Citizen’s Advice is urging Ofcom to do more to help broadband and mobile customers who pay a "loyalty penalty" for staying with their provider, having analysed 165,000 budgets of those seeking debt help and finding people on the lowest incomes spent almost double the proportion of their income on telecoms, when compared to the highest earners. Often, the cheapest deals are only available to new customers, a practice Citizen’s Advice says must change. In January, the Financial Conduct Authority (FCA) put a stop to year-on-year increases, so-called "price walking", for car and home insurance by requiring companies to automatically switch their customers to better deals. Citizens Advice is now looking for similar action from other regulators. Ofcom responded by saying that switching to a new deal when an existing one ends can result in significant savings and that it had taken action to make the process simpler and quicker. a "One Touch Switch" system is also due to be introduced in April 2023.
 
The Competition and Markets Authority (CMA) is investigating Asos, Boohoo and Asda over claims that may suggest their fashion collections are greener than they actually are. The probe – which will look in particular at the Responsible edit" from Asos, Boohoo's "Ready for the Future" range and "George for Good" at Asda - is part of the watchdog’s ongoing investigation into potential "greenwashing", when firms make incorrect eco-friendly claims for their products. Sarah Cardell, interim chief executive of the CMA, said: "People who want to 'buy green' should be able to do so confident that they aren't being misled. Eco-friendly and sustainable products can play a role in tackling climate change, but only if they are genuine." The companies all told the BBC that they were committed to providing accurate information.
 
Sportswear chain JD Sports has lost millions of pounds after being forced to sell Footasylum, three years after buying it. The takeover was retrospectively blocked by The Competition and Markets Authority (CMA) which ruled the merger could lead to less choice and a "worse deal" for customers.

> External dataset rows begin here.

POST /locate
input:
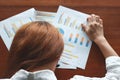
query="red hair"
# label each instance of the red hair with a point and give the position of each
(35, 44)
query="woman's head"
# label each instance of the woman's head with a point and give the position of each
(35, 44)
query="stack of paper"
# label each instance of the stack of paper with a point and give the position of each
(8, 27)
(67, 21)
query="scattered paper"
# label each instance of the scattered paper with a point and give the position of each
(77, 44)
(67, 21)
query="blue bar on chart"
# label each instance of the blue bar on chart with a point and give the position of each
(60, 18)
(82, 40)
(70, 37)
(87, 43)
(76, 38)
(61, 30)
(72, 24)
(30, 19)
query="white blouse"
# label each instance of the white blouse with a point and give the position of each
(112, 66)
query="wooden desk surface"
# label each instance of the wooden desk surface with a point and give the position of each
(109, 10)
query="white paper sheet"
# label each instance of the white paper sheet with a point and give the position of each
(8, 27)
(77, 43)
(44, 16)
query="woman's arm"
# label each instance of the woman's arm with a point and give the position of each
(94, 30)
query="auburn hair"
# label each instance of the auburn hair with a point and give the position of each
(35, 44)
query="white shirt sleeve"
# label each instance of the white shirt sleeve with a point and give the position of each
(112, 67)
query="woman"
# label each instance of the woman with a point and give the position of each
(37, 47)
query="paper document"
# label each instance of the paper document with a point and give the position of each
(8, 27)
(77, 44)
(44, 16)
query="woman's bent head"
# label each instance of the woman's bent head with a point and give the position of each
(35, 44)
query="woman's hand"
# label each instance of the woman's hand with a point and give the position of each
(94, 27)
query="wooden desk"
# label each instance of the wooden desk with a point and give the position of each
(109, 10)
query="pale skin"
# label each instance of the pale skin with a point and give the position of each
(94, 30)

JD has now sold Footasylum to private equity firm Aurelius for £37.5m, far less than the £90m price it paid in 2019. Earlier this year, the CMA also fined JD Sports and Footasylum almost £4.7m by the CMA for sharing commercially sensitive information during its investigation.  JD Sports boss Peter Cowgill, resigned from the company after the fine, having admitted to "inadvertently" breaking the rules over the sharing of commercially sensitive information. However, JD maintains the decision to block the takeover is "inexplicable”.
 
Waitrose has joined M&S, Morrisons, the Co-op, and Tesco in scrapping best before dates on nearly 500 items of fresh food from September, in an attempt to tackle food waste.
 
Crisis-hit Chinese property giant Evergrande says that one of its subsidiaries has been ordered to pay out 7.3bn yuan (£888.7m) for failing to honour its debt obligations. Evergrande Group (Nanchang) Co. Ltd had pledged a total of 1.3 billion shares that it held in Shengjing Bank Co. Ltd as counter-guarantees, and that as the borrowers failed to repay the loans, “the applicant carried out its obligations under the guarantee and claimed against the subsidiary under the pledge," the company said. The announcement comes just two days after Evergrande outlined plans to restructure its foreign debts, plans which include offering offshore creditors asset packages that may include shares in it overseas units - including an electric vehicles business and property services provider - as a sweetener, the BBC reports. Evergrande was once China's top-selling property developer but has for months been struggling under the weight of more than $300bn of debts, of which around $20bn is held by investors from outside China.